凝兮只覺著自己的小丫頭像是被嚇到了,不由得蹙眉道「万俟笙叫你來難不成沒有給你錢么?你這人,不是一向都是拿錢辦事兒的么?」
空氣里莫名僵了一瞬,左燼眸中似是閃爍過什麼,沒有再說話。
元安體力將近,孔顏的身子卻又靈活得很,斷然不像是昨日死死抓著林嫣若不放的那個人,打著打著,元安納悶的喘著氣攻擊:「真不是你?」
孔顏誠懇點點頭,防著她襲來的掌風「郡主,天地可鑒,我真的是從璃國剛剛回來,請您聽我一言。」
元安頷首,跟著就將手收了回來,氣喘道「好,那便一會兒你跟皇兄說一說便是。」
孔顏頓時鬆了一口氣,跟著收手,臉上一片歡喜,可笑容還不等綻放,眼前胖滾滾的身子猛地一動,一掌就對著她呼了過來。

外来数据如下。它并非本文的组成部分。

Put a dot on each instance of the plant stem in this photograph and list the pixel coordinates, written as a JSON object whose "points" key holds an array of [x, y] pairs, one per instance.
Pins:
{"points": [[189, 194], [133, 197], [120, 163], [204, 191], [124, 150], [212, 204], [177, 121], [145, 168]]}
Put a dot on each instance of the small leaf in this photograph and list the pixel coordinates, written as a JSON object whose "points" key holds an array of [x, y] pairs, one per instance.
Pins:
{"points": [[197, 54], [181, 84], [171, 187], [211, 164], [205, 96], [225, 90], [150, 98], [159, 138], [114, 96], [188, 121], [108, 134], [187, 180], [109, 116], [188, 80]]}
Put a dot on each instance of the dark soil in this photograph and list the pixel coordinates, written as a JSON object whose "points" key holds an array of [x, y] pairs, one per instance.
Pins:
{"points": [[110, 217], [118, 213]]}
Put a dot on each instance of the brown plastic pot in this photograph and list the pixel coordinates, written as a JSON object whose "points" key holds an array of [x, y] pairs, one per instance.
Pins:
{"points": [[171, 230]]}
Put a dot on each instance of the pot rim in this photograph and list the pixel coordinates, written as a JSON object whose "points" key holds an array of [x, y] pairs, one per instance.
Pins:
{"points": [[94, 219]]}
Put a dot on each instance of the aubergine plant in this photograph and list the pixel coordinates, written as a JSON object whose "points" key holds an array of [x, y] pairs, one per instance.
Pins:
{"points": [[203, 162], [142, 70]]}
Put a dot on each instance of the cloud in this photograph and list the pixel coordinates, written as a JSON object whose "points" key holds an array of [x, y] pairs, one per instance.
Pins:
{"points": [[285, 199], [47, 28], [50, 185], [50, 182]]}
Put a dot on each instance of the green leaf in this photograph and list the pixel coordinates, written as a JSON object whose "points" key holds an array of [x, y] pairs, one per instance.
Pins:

她腦中正忙著搜羅如何將靳凝兮同万俟笙的罪狀整理清晰,忽感胸腔一陣劇痛,跟著強勁的力道飛了出去,摔地上一口血噴了出來。
「你……」
胸腔劇痛如五臟翻攪,好像在身體里摔了個稀爛。孔顏驚疑的捂著匈口,瞧著元安的雙眸也漸漸失焦,軟趴趴的倒在了地上。
凝兮被這突如其來的轉變驚了一驚,不由得搖頭感嘆道「這元安郡主當真是琢磨不透。」
這一掌下來,不死也僅僅只剩下半條命。
左燼冷笑「是孔顏太過輕敵。」
凝兮點頭,也對,元安郡主畢竟也算是個老滑頭了,孔顏也失算就失算在她一點兒都不想跟元安動手,所以才會落了個這個下場。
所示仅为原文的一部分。